Listening to Dr. Laura Schlessinger on the radio I heard a call that at first was funny and then became thoughtful to me. A woman called in to say that her brother was a “known atheist” in the town they lived in and he was offended with the caller. I laughed out loud in my car because and the same time my thought came, Dr. Laura chuckled, “as opposed to an unknown atheist?”! The woman went on to explain that her brother was the head of the local atheist organization.
His charge against his sister? That she had never chosen him as a godfather to any of her children. Dr. Laura had a good belly laugh at that, but I was thoughtful and have been since then. You see, the brother had a valid question and the sister needed to examine it. What about our walk with Christ makes a person who doesn’t believe in Christ think it’s perfectly okay to ask to participate in something regarding our faith? It may not be such an off the wall question. What is a godparent after all?
I have said on this blog that I have amazing godparents. My godfather went home to be with the Lord last year but they have been there for me since the day of my birth. They have instructed me in my spiritual walk, they have prayed for me, imparted wisdom into my life and corrected bad behavior when needed. They were strong in their faith and their marriage and taught me the practice of church and family and God and love. When I left the Catholic faith for a non-denominational church no one prayed harder for me. They never wavered in the duty of being godparents and never gave up on me. With love they have attempted to keep me on a clear path. They participated in my life. Better examples I could not have dreamed of.
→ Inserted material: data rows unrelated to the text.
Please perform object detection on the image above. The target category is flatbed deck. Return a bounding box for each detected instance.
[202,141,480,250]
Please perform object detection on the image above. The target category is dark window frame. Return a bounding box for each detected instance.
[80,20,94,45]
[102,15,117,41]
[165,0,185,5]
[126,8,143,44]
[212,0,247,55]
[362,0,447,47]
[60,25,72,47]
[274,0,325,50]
Yet I see today followers of Christ who pick friends who aren’t even church attenders to be godparents. They put no thought into their child’s mentor in their religious upbringing. I’ve seen dedication services where the godparents couldn’t even stay for the service. They did their duty and left to go celebrate and prepare for a party or worse talked through the service with no reverence or acknowledgment of what they were there for. There is no inkling or recognition of the vow they are making to God. If in the end, we are only known by our word and character this doesn’t seem to matter to some Christians.
In the book, The Christian Atheist by Craig Groeschel, he starts the book off with two conversations on two different airplane flights. Travis was a man who was an atheist and there was no way any conversation was going to move him to change his mind. Travis tells the writer straight up what he thinks of the whole religion thing from his perspective, pulling no punches. On the other hand, he meets a woman named Michelle who professes Christ but whom the writer calls a Christian Atheist, she reveals that she lives with her boyfriend who doesn’t believe in Jesus and is scared to death of marriage, her life obviously conflicting with her beliefs. He makes a powerful statement on page 13 when he says that Christians Atheists look a lot like Christians but live like Travis. It’s really a good read and I recommend it.
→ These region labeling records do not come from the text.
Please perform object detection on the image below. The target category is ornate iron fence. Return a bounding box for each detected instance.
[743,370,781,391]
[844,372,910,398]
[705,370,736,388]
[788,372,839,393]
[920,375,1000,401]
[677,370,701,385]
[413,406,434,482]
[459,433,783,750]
So maybe this caller’s brother’s question wasn’t that far off track? I mean if the example we give to the world is one where our actions don’t match our talk, then at least we have to give credit to this brother for living out what he believes. Granted, this isn’t what the caller was calling about, but it did make me think about what kind of a life we collectively live as Christians that this brother felt comfortable enough to ask why not him?
3 thoughts on “A Known Atheist”
I’ve met a lot of “Christian atheists” in my walk. It seems that people want to believe in Jesus but not the Bible which teaches who He is. I don’t get it…well, I do, but I think it’s ludicrous…why teach a man like Jesus all the while denying what He taught? I know the answer but it seems to me the body of Christ is playing the game of Israel, “We want to be like other nations…”
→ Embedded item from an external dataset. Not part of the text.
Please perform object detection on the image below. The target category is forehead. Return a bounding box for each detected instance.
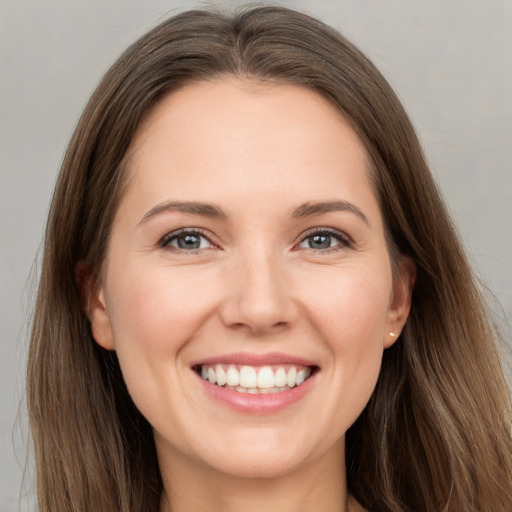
[118,78,373,223]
The apostle Paul warned Timothy, “In the last days…they will have form of godliness but deny the power.” I believe this is what is happening within the church.
As to the request of the brother to his sister: It might not have anything to do with her example because he might be one of those who believes she should compromise her beliefs for him. I’ve met plenty of agnostic and atheistic people who seem feel they have a right to our lives and families private practices—influence over their relatives—by dent of birth. They refuse to be considerate of beliefs and practices and preach their dark gospel without conscience or any sensitivity whatsoever. So, I’m pretty sure the brother in this story probably has some of the same traits. It doesn’t mean the sister hasn’t been letting her walk slip, but more than likely he’s just being offended by the fact he can’t plant his doubts in fertile soil.
Oh, don’t misunderstand, I don’t know if her example is good or not. From my perspective of listening to the call that’s not a judgment I can make. I was speaking in general terms. I think when we who profess to have the faith take it lightly then we send a message that is questionable.
I figured you had that perspective in mind, but my thoughts rolled out as I imagined the scenario. But you’re right, if we’re gonna’ compromise our beliefs, we can’t beef when the world doesn’t take us seriously or insists on bigger compromises.